"Summer Says Good-Bye, Students Say Hello"
an essay by Rachel Bredow, a lowly junior high teacher
It's that time of year again! The beginning of the end. The end of the freedom that we cling to. Soon, very soon, our "lazy"(yeah right) summer days will be consumed by the rush of students eager to get back to school and stacks of papers to grade.
Already I see those great books I devoured this summer and the family gatherings I enjoyed so much, fading into the hazy summer afternoons. The sound of noisy lunchrooms and banging lockers are getting louder and louder in my ears as the start of school approaches.
Not with dread, do I anticipate the upcoming school year. For just as summer is a much needed reprieve from the school year, so is the start of school a call to normalcy and a place where teachers feel needed and accepted.
It is here we belong and find much of our worthiness and significance in life. However, the school year does provide some challenges for teachers, especially at the beginning of the school year. Getting back to the grind, after a couple months off proves difficult at times. It is before the teacher goes on auto-pilot (about mid-October), when we have things figured out again, and after the initial shock to the system of the teaching regiment, that a place of solace and escape is needed.
A place where we can be ourselves and enjoy the company of other teachers without worrying about the students, or the parents, or the administration. It is only with other teachers, that teachers can fully be understood, or so I've found.

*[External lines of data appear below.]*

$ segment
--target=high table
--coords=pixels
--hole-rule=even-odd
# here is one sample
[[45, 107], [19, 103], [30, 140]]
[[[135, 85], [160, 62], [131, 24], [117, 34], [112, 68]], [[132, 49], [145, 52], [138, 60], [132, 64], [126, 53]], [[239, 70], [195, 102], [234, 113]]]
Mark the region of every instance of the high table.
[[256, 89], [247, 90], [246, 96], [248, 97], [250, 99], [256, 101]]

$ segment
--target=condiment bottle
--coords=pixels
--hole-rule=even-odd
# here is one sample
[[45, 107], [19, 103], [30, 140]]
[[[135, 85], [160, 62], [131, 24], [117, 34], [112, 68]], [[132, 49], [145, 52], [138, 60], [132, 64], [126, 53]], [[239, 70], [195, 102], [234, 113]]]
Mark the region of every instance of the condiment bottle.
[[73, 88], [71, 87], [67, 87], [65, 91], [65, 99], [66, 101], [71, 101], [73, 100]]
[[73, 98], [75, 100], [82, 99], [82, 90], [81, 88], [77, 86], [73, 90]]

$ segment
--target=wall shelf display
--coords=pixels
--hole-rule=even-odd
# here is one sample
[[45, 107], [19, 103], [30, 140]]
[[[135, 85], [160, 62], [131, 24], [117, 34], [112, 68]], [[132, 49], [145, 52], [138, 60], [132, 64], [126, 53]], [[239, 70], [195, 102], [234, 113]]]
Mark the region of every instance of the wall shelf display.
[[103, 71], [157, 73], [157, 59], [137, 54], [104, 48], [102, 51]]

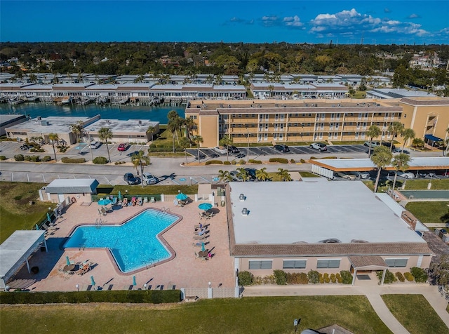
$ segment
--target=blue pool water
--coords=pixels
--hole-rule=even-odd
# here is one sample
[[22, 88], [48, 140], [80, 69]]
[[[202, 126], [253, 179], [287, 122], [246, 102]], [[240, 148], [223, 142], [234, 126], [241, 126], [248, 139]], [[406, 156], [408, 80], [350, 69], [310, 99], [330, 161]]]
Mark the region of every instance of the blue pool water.
[[121, 225], [80, 226], [65, 248], [109, 248], [120, 270], [129, 272], [156, 264], [171, 255], [156, 237], [178, 217], [147, 209]]

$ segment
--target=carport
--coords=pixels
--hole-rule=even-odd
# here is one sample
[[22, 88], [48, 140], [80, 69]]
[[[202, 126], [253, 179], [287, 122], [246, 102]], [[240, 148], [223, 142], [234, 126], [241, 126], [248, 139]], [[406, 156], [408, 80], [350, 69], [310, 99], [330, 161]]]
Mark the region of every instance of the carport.
[[0, 245], [0, 288], [6, 290], [6, 282], [23, 265], [27, 264], [31, 272], [28, 258], [43, 244], [46, 251], [45, 231], [15, 231]]
[[363, 255], [354, 255], [348, 257], [349, 262], [351, 262], [351, 268], [354, 269], [354, 274], [352, 277], [352, 286], [354, 286], [356, 282], [356, 277], [357, 276], [357, 271], [377, 271], [383, 270], [382, 274], [382, 279], [380, 280], [380, 285], [384, 285], [384, 280], [385, 279], [385, 273], [388, 269], [388, 265], [385, 263], [384, 259], [380, 256], [363, 256]]

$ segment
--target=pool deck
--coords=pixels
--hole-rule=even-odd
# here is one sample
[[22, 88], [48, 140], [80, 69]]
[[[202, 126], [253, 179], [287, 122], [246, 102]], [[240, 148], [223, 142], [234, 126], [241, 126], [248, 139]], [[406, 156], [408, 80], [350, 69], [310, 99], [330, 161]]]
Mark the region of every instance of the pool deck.
[[[144, 283], [152, 290], [161, 285], [165, 288], [168, 286], [175, 286], [176, 288], [206, 288], [208, 282], [212, 282], [213, 287], [220, 284], [222, 287], [234, 287], [233, 260], [229, 255], [226, 211], [224, 208], [214, 208], [217, 212], [214, 217], [200, 220], [199, 203], [191, 202], [184, 207], [175, 206], [173, 202], [148, 203], [142, 206], [120, 208], [105, 216], [98, 215], [99, 206], [96, 203], [89, 206], [75, 203], [58, 219], [55, 225], [56, 229], [46, 239], [48, 252], [38, 250], [30, 258], [30, 267], [38, 266], [39, 273], [29, 274], [24, 265], [17, 273], [15, 282], [24, 280], [23, 288], [32, 291], [76, 290], [76, 284], [81, 290], [86, 290], [91, 284], [93, 276], [96, 287], [105, 290], [128, 290], [133, 286], [133, 276], [135, 276], [137, 285], [132, 287], [133, 289], [143, 288]], [[168, 212], [182, 217], [180, 222], [163, 234], [175, 252], [175, 258], [170, 261], [138, 272], [125, 274], [118, 269], [107, 250], [61, 249], [70, 232], [78, 225], [95, 225], [97, 218], [101, 218], [105, 224], [119, 224], [147, 208], [168, 209]], [[213, 256], [208, 260], [195, 256], [195, 252], [201, 249], [193, 246], [194, 242], [199, 241], [194, 240], [193, 236], [194, 225], [199, 222], [209, 225], [208, 236], [205, 239], [208, 243], [206, 248], [211, 250]], [[92, 269], [82, 276], [62, 272], [67, 264], [66, 256], [75, 263], [91, 262]]]

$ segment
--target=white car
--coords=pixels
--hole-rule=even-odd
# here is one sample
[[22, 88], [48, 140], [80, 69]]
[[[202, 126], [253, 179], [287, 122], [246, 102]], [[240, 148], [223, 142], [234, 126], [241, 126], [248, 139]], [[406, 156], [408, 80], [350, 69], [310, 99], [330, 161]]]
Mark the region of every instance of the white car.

Just as I am sure it is with doctors and other doctors, or policemen with other policemen. There is no need to explain the tick that has developed in your eye due to a particular student in your class to another teacher who has a sudden, unexplainable twitch developing inhis/her neck. That is why eleven other teachers andI deserve to share a fun, relaxing evening in each other's company, in a suite at a Rockies game.

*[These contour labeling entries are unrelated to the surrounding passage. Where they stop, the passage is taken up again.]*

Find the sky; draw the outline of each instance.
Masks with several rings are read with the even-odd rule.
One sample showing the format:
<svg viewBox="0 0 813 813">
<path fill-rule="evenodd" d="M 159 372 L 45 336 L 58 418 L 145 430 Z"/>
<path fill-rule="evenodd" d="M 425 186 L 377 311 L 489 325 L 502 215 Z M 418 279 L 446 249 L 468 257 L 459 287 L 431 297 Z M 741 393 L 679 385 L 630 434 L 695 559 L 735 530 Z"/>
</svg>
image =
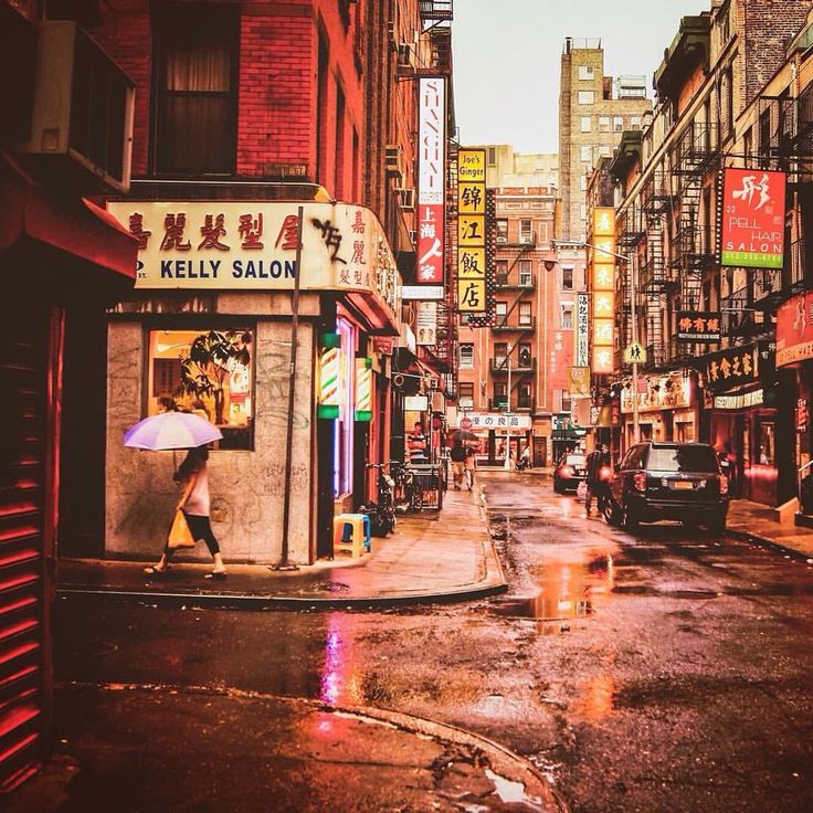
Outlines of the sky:
<svg viewBox="0 0 813 813">
<path fill-rule="evenodd" d="M 652 88 L 652 75 L 680 18 L 710 6 L 710 0 L 455 0 L 454 104 L 461 144 L 557 152 L 564 38 L 601 39 L 605 76 L 646 75 Z"/>
</svg>

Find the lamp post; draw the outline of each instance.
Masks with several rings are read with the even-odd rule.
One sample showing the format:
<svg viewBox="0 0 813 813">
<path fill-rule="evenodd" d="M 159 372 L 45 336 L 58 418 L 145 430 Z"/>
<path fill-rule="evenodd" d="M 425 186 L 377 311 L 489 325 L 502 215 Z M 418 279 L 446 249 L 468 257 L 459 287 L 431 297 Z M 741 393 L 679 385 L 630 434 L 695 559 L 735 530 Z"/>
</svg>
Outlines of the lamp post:
<svg viewBox="0 0 813 813">
<path fill-rule="evenodd" d="M 583 240 L 551 240 L 551 245 L 556 247 L 570 247 L 570 249 L 592 249 L 599 251 L 602 254 L 609 254 L 610 256 L 621 260 L 630 265 L 630 285 L 632 287 L 631 303 L 630 303 L 630 316 L 632 318 L 632 344 L 638 344 L 638 309 L 637 309 L 637 289 L 638 278 L 637 268 L 635 267 L 634 255 L 619 254 L 608 249 L 601 249 L 593 243 L 588 243 Z M 556 265 L 556 260 L 546 260 L 545 267 L 551 271 Z M 550 267 L 549 267 L 550 266 Z M 633 443 L 637 443 L 641 440 L 641 424 L 638 421 L 638 362 L 635 356 L 632 359 L 632 439 Z"/>
</svg>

Not to mention that we, as lowly teachers, would never be able to afford this on our own. We, who get paid less than ______, but who would never change jobs because it is not a job, but a way of life. It is at a baseball game that we will not totally despair at the summer gone by and can still cling to the last piece of freedom, America's favorite pastime, a nice cold beer. Oh, and baseball! Call it a farewell to the summer and a hello to the students who trustingly await their education. We won't let you down!